The team decommissioned the old, failing server and moved all their data to the cloud, via Microsoft 365, which offers SharePoint, Teams, and OneDrive, and will make it easy to sync any new computers in the future.
“When they get a new computer, all we have to do is register the computer online and we hand it over to the end user, and they sign into the computer, and everything is configured for them.”
This major overhaul of LAAN’s computer systems took place in December 2022 and immediately began to have an impact on day-to-day operations.
McKay played an instrumental role in helping the staff of LAAN get acclimated to a whole new technology landscape. “It’s still very, very new. Our staff is still getting used to new machines, and new setups. It seems to be going pretty well,” she said. She expected that once employees became accustomed to the new up-to-date computers and cloud, she would be freed up to turn her attention to other parts of her job as operations manager.
Schmidgall, LAAN’s executive director, noted that McKay, and her de facto IT predecessor, aren’t unusual for nonprofits. “With nonprofits, you don’t either have a dedicated person or it's just an add-on to someone’s job or you don’t have the money. You know without the money that the health fund gave to the nonprofit association, we weren’t going to be able to do this.

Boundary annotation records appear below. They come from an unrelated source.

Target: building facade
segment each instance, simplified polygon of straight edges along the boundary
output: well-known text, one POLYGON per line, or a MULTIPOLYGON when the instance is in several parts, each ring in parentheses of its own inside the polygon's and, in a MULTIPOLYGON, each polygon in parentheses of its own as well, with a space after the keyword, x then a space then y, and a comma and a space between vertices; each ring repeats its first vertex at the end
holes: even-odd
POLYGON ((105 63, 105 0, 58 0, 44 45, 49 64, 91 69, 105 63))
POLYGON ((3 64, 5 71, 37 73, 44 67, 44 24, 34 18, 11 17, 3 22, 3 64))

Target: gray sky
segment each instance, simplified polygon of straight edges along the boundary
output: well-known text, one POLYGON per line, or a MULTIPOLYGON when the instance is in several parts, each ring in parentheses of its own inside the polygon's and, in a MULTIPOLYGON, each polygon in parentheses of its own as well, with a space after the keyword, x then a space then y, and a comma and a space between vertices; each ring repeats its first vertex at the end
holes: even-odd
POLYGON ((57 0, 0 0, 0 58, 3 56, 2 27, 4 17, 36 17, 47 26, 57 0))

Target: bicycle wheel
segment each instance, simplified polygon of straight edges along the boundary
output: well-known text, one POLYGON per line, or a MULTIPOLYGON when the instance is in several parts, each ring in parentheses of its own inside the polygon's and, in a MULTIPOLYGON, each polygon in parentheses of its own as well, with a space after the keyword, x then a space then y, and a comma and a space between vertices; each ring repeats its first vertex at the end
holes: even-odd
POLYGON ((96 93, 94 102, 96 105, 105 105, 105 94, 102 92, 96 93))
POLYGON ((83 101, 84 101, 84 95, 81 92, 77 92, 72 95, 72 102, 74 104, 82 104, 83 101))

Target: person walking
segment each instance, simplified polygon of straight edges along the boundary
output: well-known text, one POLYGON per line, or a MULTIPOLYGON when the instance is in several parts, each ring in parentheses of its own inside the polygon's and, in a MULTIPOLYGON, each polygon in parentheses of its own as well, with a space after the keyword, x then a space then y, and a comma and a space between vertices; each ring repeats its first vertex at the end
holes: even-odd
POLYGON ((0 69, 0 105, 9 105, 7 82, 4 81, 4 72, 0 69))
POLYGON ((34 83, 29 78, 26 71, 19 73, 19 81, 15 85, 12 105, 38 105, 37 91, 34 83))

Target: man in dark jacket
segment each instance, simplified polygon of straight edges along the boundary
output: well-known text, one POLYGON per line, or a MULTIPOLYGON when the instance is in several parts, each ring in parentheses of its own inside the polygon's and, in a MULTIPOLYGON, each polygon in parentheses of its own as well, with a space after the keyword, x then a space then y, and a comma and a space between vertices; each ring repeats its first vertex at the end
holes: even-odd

We knew it needed to be done but we were not going to be able to do it on our own,” she said.
The revamp means the sensitive information that the AIDS network has is better protected, and their hybrid work model is more workable with business-class laptops and data stored on the cloud, instead of a file server.
Schmidgall says it's the kind of internal infrastructure upgrade that will serve nonprofits going forward if they can find the funding for it.
“A lot of nonprofits just don’t have the money for it. They have to wait until it's an emergency, which is what we were kind of on track to do, is wait until it's an emergency and then it's much more expensive, and then it's like a hair on fire situation. But I think nonprofits because they can’t deal with it and they don’t get the proper funding; their funders are not funding it and seeing the importance of it, they don’t.”